Some viewers may gripe about the film’s structure but the two halves complement each other well: the first half is ordered with a definite narrative. Hartman carries out a brutal regime of degradation in a more or less restrained and controlled environment. In the film’s second half, chaos and disorder reign. The psychological degradation is more gradual. The film’s conclusion appears banal but it is a logical summation of the brutality and violence that the US troops have brought to Vietnam. The film is actually very tight in its overall structure. Just as Joker claims to a disbelieving senior officer that he wears a helmet baptised “Born to Kill” and a peace symbol at the same time to represent the Jungian dualities that exist in his nature, so the film conveys a similar duality in its halves that reflect and comment on one another. Should we be surprised that both halves resolve in similar climaxes that test the moral strength of Joker and the audience who witness with him?

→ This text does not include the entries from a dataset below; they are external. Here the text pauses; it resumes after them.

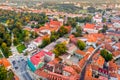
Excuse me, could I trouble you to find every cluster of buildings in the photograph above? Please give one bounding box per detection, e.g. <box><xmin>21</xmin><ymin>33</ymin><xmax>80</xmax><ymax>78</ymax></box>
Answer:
<box><xmin>1</xmin><ymin>3</ymin><xmax>120</xmax><ymax>80</ymax></box>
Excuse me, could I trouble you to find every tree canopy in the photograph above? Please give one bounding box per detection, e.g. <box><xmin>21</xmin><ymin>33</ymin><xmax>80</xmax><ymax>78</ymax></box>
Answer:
<box><xmin>100</xmin><ymin>49</ymin><xmax>113</xmax><ymax>62</ymax></box>
<box><xmin>0</xmin><ymin>66</ymin><xmax>14</xmax><ymax>80</ymax></box>
<box><xmin>58</xmin><ymin>26</ymin><xmax>68</xmax><ymax>37</ymax></box>
<box><xmin>53</xmin><ymin>43</ymin><xmax>67</xmax><ymax>57</ymax></box>
<box><xmin>77</xmin><ymin>40</ymin><xmax>86</xmax><ymax>50</ymax></box>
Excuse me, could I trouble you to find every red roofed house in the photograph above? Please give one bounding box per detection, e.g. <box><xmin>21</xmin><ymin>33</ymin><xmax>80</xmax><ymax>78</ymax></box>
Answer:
<box><xmin>113</xmin><ymin>51</ymin><xmax>120</xmax><ymax>60</ymax></box>
<box><xmin>63</xmin><ymin>66</ymin><xmax>78</xmax><ymax>76</ymax></box>
<box><xmin>93</xmin><ymin>55</ymin><xmax>105</xmax><ymax>68</ymax></box>
<box><xmin>0</xmin><ymin>58</ymin><xmax>11</xmax><ymax>70</ymax></box>
<box><xmin>75</xmin><ymin>49</ymin><xmax>86</xmax><ymax>59</ymax></box>
<box><xmin>84</xmin><ymin>23</ymin><xmax>98</xmax><ymax>33</ymax></box>
<box><xmin>30</xmin><ymin>50</ymin><xmax>55</xmax><ymax>69</ymax></box>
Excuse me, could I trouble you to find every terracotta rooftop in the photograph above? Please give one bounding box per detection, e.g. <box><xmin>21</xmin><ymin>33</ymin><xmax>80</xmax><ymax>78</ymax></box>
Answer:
<box><xmin>84</xmin><ymin>23</ymin><xmax>95</xmax><ymax>29</ymax></box>
<box><xmin>0</xmin><ymin>58</ymin><xmax>11</xmax><ymax>68</ymax></box>
<box><xmin>93</xmin><ymin>55</ymin><xmax>105</xmax><ymax>67</ymax></box>
<box><xmin>86</xmin><ymin>47</ymin><xmax>94</xmax><ymax>54</ymax></box>
<box><xmin>75</xmin><ymin>49</ymin><xmax>86</xmax><ymax>56</ymax></box>
<box><xmin>84</xmin><ymin>33</ymin><xmax>104</xmax><ymax>42</ymax></box>
<box><xmin>91</xmin><ymin>64</ymin><xmax>99</xmax><ymax>71</ymax></box>
<box><xmin>78</xmin><ymin>53</ymin><xmax>90</xmax><ymax>69</ymax></box>
<box><xmin>113</xmin><ymin>51</ymin><xmax>120</xmax><ymax>57</ymax></box>
<box><xmin>48</xmin><ymin>58</ymin><xmax>61</xmax><ymax>66</ymax></box>
<box><xmin>63</xmin><ymin>66</ymin><xmax>78</xmax><ymax>75</ymax></box>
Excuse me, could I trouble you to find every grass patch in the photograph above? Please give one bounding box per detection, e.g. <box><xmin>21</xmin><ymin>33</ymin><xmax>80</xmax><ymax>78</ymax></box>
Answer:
<box><xmin>17</xmin><ymin>44</ymin><xmax>26</xmax><ymax>53</ymax></box>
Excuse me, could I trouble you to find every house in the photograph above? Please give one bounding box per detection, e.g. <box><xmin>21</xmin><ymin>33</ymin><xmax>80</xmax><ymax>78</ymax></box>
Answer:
<box><xmin>75</xmin><ymin>49</ymin><xmax>86</xmax><ymax>59</ymax></box>
<box><xmin>30</xmin><ymin>51</ymin><xmax>45</xmax><ymax>69</ymax></box>
<box><xmin>23</xmin><ymin>43</ymin><xmax>38</xmax><ymax>54</ymax></box>
<box><xmin>69</xmin><ymin>35</ymin><xmax>78</xmax><ymax>44</ymax></box>
<box><xmin>92</xmin><ymin>55</ymin><xmax>105</xmax><ymax>68</ymax></box>
<box><xmin>84</xmin><ymin>23</ymin><xmax>98</xmax><ymax>33</ymax></box>
<box><xmin>30</xmin><ymin>50</ymin><xmax>55</xmax><ymax>70</ymax></box>
<box><xmin>78</xmin><ymin>53</ymin><xmax>90</xmax><ymax>70</ymax></box>
<box><xmin>99</xmin><ymin>76</ymin><xmax>108</xmax><ymax>80</ymax></box>
<box><xmin>113</xmin><ymin>43</ymin><xmax>120</xmax><ymax>50</ymax></box>
<box><xmin>0</xmin><ymin>58</ymin><xmax>11</xmax><ymax>70</ymax></box>
<box><xmin>66</xmin><ymin>43</ymin><xmax>77</xmax><ymax>55</ymax></box>
<box><xmin>84</xmin><ymin>33</ymin><xmax>104</xmax><ymax>46</ymax></box>
<box><xmin>113</xmin><ymin>22</ymin><xmax>120</xmax><ymax>28</ymax></box>
<box><xmin>33</xmin><ymin>37</ymin><xmax>43</xmax><ymax>46</ymax></box>
<box><xmin>93</xmin><ymin>14</ymin><xmax>102</xmax><ymax>23</ymax></box>
<box><xmin>91</xmin><ymin>64</ymin><xmax>99</xmax><ymax>76</ymax></box>
<box><xmin>84</xmin><ymin>64</ymin><xmax>93</xmax><ymax>80</ymax></box>
<box><xmin>98</xmin><ymin>68</ymin><xmax>108</xmax><ymax>77</ymax></box>
<box><xmin>109</xmin><ymin>60</ymin><xmax>119</xmax><ymax>80</ymax></box>
<box><xmin>113</xmin><ymin>51</ymin><xmax>120</xmax><ymax>60</ymax></box>
<box><xmin>86</xmin><ymin>46</ymin><xmax>95</xmax><ymax>54</ymax></box>
<box><xmin>47</xmin><ymin>58</ymin><xmax>61</xmax><ymax>72</ymax></box>
<box><xmin>63</xmin><ymin>66</ymin><xmax>78</xmax><ymax>76</ymax></box>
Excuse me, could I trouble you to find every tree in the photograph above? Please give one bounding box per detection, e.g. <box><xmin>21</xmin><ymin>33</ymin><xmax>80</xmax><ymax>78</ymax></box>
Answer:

Details within the film, especially in a scene in which the soldiers are interviewed by news reporters, delineate the extent to which the soldiers are becoming paranoid and hateful towards the Vietnamese: they believe the Vietnamese are ungrateful at the Americans’ presence and what they believe is a noble fight against Communism. The extent to which the Americans and Vietnamese exist in parallel but are actually worlds apart thanks in part to the Americans having been brainwashed by their own government and media propaganda can be faintly discerned. The Vietcong enemy initially appears mysterious, sinister, larger than large, ominous and multi-tentacled yet when it is revealed at close quarters, the soldiers are devastated to discover they have been picked off by a teenage girl.
A major theme of Kubrick’s films is the cultural construction of masculinity in Western, principally American, society and how manhood can be distorted and undercut by prevailing cultural delusions about war and how it is best prosecuted. The film’s two climaxes demonstrate how fragile this masculinity is and how culture can destroy humans in just as devastating ways as war does.
On the whole, this is a very good film though it lacks the power of Francis Ford Coppola’s excellent “Apocalypse Now” with which it is often compared.